Satu aturan untuk diingat
Batas dokumentasi Google untuk 503 seluruh situs yang mendesak adalah 1–2 hari—anggap sebagai tepi luar perencanaan, bukan jendela aman yang dijamin. Bahkan di dalamnya, 503 tetap menjeda laju crawl dan membekukan metadata; tidak ada janji tentang peringkat, pengindeksan, atau hasil pemulihan. Lewati batas itu, beralihlah ke placeholder 200 yang dapat diindeks sebelum Google menganggap halaman hilang.
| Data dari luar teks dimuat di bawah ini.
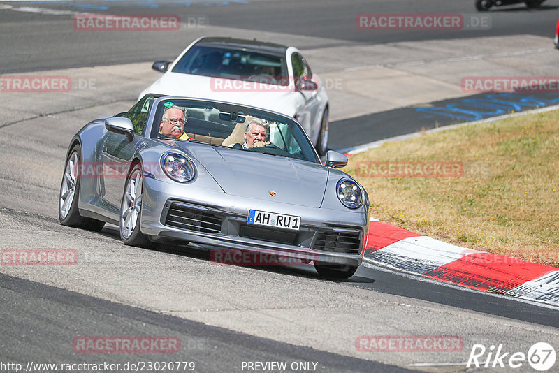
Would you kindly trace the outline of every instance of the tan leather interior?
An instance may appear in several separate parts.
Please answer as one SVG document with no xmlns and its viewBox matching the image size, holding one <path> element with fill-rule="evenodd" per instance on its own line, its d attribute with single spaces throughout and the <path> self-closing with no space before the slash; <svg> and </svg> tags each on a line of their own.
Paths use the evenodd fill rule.
<svg viewBox="0 0 559 373">
<path fill-rule="evenodd" d="M 222 142 L 222 145 L 228 147 L 233 144 L 245 143 L 245 123 L 238 123 L 235 128 L 233 129 L 231 134 L 227 136 L 225 140 Z"/>
<path fill-rule="evenodd" d="M 204 135 L 198 135 L 196 133 L 189 133 L 187 132 L 187 135 L 190 136 L 191 138 L 194 138 L 196 141 L 200 141 L 201 142 L 205 142 L 206 144 L 212 144 L 215 145 L 221 145 L 222 142 L 223 142 L 224 139 L 223 138 L 215 138 L 212 136 L 205 136 Z"/>
</svg>

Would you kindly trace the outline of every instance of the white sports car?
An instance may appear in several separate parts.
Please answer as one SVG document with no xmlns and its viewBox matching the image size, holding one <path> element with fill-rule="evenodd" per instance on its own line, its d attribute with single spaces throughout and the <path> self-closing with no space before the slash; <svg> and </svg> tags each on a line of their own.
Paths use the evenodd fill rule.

Untuk kode tetangga, lihat klaster kode status HTTP lainnya.
AI summary
sebuah condensed take pada Advanced versi:
- 503 = ketidaktersediaan sementara. Inilah kode yang tepat untuk pemeliharaan terencana—Google lebih memilihnya daripada 404/410 (permanen) dan daripada halaman galat 200 yang dapat diindeks sebagai konten, sering kali sebagai duplikat.
- Pasangkan dengan
Retry-After. Nilainya dapat berupa detik atau tanggal HTTP; RFC 9110 menjadikan header ini opsional (sebuahMAY). Googlebot dapat memakainya sebagai petunjuk kapan harus melakukan crawling ulang dan mengurangi laju crawling, tetapi tidak ada yang memaksa waktu kembali yang persis. - Durasi adalah spektrum, bukan jaminan. Satu-satunya angka dari dokumentasi Google saat ini adalah 1–2 hari, batas terdokumentasi untuk 503 seluruh situs yang mendesak. Komentar staf Google yang disampaikan Search Engine Journal menilai jendela singkat (10–15 menit, sekitar satu hari) biasanya baik dan menyebut “a couple of days” (terjemahan) “beberapa hari” sebagai titik ketika Google mulai memperlakukan 503 sebagai permanen dan menghapus halaman. Anggap itu arah, bukan komitmen dari sumber primer. Untuk penutupan yang lebih lama, sajikan placeholder 200 yang dapat diindeks.
- Metadata membeku. Saat 503 disajikan, Google tidak dapat menyegarkan judul, deskripsi, atau data terstruktur, sehingga cuplikan lama dapat bertahan.
- Jangan pernah mengembalikan 503 untuk
robots.txt. Itu memblokir seluruh crawling, termasuk crawling ulang yang mengonfirmasi situs sudah kembali. - 429 ≈ 503 untuk mundur dari crawling; Google memperlakukan keduanya sama.
- Pemulihan setelah pemadaman panjang mungkin terjadi, tetapi “not always guaranteed” (terjemahan) “tidak selalu dijamin” untuk kembali satu banding satu (Mueller); penghapusan indeks penuh tidak memiliki waktu pemulihan tetap.
- Praktik terbaik: rekomendasi utama Google adalah menghindari penutupan penuh—batasi fungsi dan pertahankan situs tetap aktif.
Official documentation
Primary-source guidance pada 503 dan planned downtime.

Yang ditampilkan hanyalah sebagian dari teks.